What can be done in light of news reports emphasizing the horrifying global reality that terrorism can strike anywhere and cause losses and damages including injury and death?
The best way to stay safe, according to government posts on national counterterrorism, is to adopt a perspective on dubious activities. Did you notice anything that didn’t seem right nearby?
Then, call the hotline, which is open 24 hours a day, 7 days per week, to promptly alert the authorities.
What to report when calling the hotline:
• What you saw
• Who you saw doing it
• Where you saw it
• When you saw it
• Why you think the activity you saw can be classified as suspicious
An important step in securing your family, home, and place of business is being proactive. Would your current plan, however, be sufficient to protect your company’s facilities, contents, and operational vehicles in the event of the unthinkable—a terror attack—in your area?
The Overall Insurance Outlook
Before the terrorist attacks of September 11th, 2001, Americans believed that they were protected from harm and that the likelihood of terrorist attacks was low. During that era, insurance companies presented property and casualty “all perils” coverage that encompassed catastrophic losses caused by terror acts. Terrorist acts were, however, specifically excluded from many commercial insurance plans across the nation after the Twin Towers attacks as a result of industry panic. To add a separate terrorism rider to the policy, a company would now need to contact their agency if it wanted to be protected from terrorism.

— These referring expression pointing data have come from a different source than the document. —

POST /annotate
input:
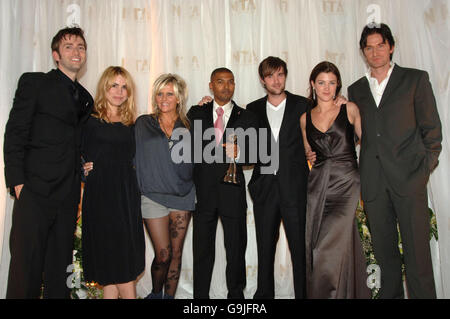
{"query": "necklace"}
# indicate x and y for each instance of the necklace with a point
(169, 137)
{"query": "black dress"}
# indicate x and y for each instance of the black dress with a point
(112, 234)
(336, 265)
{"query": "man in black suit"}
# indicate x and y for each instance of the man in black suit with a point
(42, 170)
(214, 198)
(278, 186)
(400, 145)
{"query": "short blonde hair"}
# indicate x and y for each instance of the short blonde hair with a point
(128, 109)
(181, 93)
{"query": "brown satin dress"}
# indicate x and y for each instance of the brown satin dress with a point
(336, 266)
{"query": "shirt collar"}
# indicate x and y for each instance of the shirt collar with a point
(277, 108)
(371, 78)
(226, 108)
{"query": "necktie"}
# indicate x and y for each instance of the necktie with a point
(218, 125)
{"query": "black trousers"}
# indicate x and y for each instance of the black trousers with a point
(233, 215)
(41, 245)
(268, 215)
(412, 216)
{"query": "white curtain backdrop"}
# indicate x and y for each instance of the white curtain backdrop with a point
(191, 38)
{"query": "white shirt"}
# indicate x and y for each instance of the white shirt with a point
(227, 108)
(376, 88)
(275, 116)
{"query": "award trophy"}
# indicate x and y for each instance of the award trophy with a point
(231, 177)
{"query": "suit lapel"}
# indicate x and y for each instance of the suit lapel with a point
(288, 114)
(392, 84)
(209, 120)
(366, 94)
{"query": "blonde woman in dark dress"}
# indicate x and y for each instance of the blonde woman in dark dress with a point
(112, 234)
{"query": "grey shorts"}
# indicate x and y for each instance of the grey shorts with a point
(151, 209)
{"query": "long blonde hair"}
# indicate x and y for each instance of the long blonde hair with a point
(181, 93)
(128, 108)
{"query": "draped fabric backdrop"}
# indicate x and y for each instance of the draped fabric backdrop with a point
(191, 38)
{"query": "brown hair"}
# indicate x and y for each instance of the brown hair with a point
(128, 108)
(63, 33)
(270, 65)
(323, 67)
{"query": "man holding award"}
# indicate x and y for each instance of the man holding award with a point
(213, 126)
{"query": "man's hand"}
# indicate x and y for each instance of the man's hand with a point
(205, 100)
(231, 149)
(17, 190)
(340, 99)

What a commercial terror rider covers property damage or business losses, including:
• Damaged/destroyed vehicles (car, truck, motorcycle, boat)

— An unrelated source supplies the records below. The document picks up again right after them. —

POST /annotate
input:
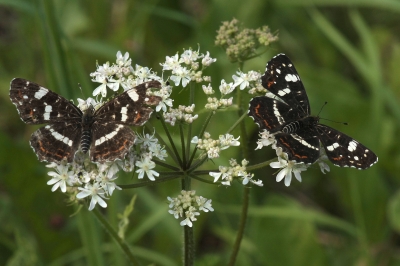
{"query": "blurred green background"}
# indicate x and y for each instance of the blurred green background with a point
(346, 52)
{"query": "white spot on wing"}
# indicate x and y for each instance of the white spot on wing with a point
(291, 77)
(352, 146)
(333, 146)
(133, 95)
(303, 142)
(108, 136)
(40, 93)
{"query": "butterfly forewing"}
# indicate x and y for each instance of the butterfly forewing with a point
(127, 108)
(110, 141)
(282, 79)
(271, 114)
(103, 132)
(38, 105)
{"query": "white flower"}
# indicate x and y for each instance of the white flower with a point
(123, 60)
(181, 73)
(226, 88)
(145, 166)
(158, 151)
(208, 89)
(207, 60)
(171, 63)
(204, 204)
(288, 167)
(241, 80)
(60, 178)
(266, 139)
(228, 140)
(96, 192)
(190, 216)
(216, 175)
(189, 56)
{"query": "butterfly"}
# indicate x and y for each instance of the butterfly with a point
(104, 132)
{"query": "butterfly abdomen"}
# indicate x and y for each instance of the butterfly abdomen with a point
(85, 140)
(295, 126)
(87, 122)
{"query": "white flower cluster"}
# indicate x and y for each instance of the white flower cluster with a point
(213, 147)
(185, 68)
(214, 103)
(227, 174)
(97, 180)
(187, 206)
(288, 167)
(183, 113)
(97, 183)
(149, 148)
(122, 74)
(82, 178)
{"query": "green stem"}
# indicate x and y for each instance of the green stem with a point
(183, 145)
(189, 133)
(173, 168)
(123, 245)
(246, 192)
(175, 156)
(242, 225)
(161, 140)
(203, 129)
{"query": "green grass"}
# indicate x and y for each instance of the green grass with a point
(347, 54)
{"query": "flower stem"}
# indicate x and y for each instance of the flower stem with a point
(246, 191)
(203, 129)
(242, 225)
(123, 245)
(188, 249)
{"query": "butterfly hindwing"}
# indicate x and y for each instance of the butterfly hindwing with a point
(345, 151)
(110, 141)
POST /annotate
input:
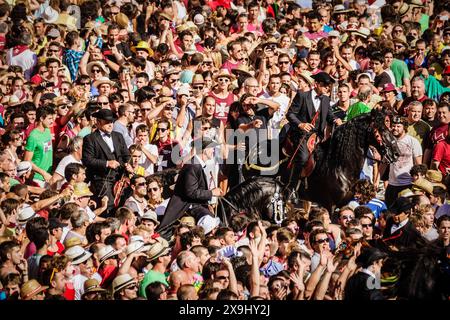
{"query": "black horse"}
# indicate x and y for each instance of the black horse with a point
(338, 161)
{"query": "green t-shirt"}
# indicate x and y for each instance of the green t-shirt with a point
(150, 277)
(400, 71)
(40, 143)
(356, 109)
(419, 130)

• Workers compensation for injury
• Benefits for employees that lost their lives
What restrictions do terrorism insurance policies have? Nuclear, biological, and other armed conflicts are not covered by terrorism.

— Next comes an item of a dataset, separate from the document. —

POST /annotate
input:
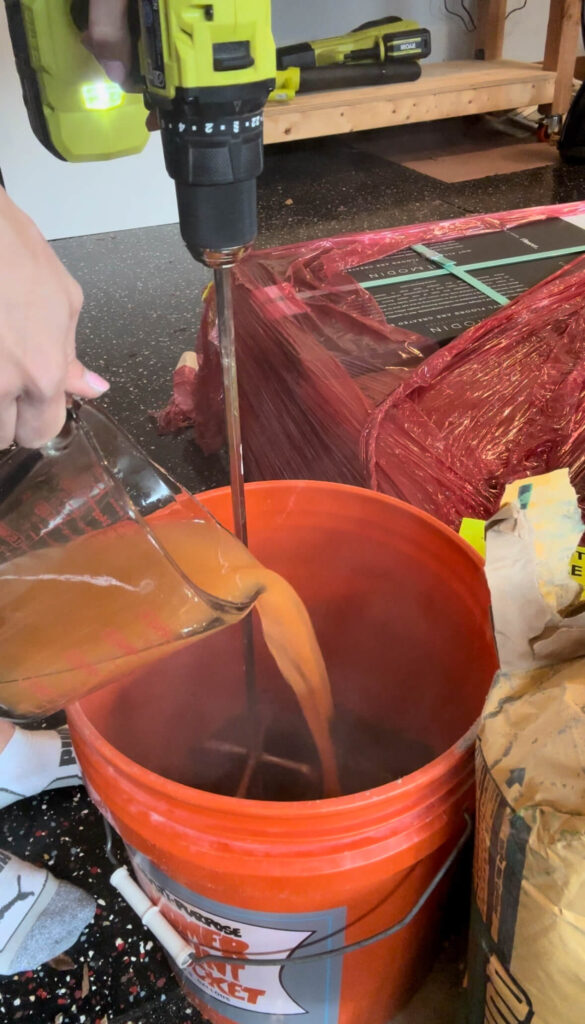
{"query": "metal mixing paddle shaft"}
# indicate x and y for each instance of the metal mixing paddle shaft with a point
(222, 278)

What criteria do insurance companies use to determine whether a person has experienced terrorist attacks? The Terrorism Risk Insurance Act was ratified by the US Congress in November 2002. The act gives the US Treasury Department the authority to decide whether a situation falls under the definition of terrorism. Accordingly, the act must be performed by “an individual or individuals as part of an effort to coerce the civilian population of the United States or to use coercion to change the policy or conduct of the American government.” A terrorist act must also result in insured damages of at least $5 million in order to be covered.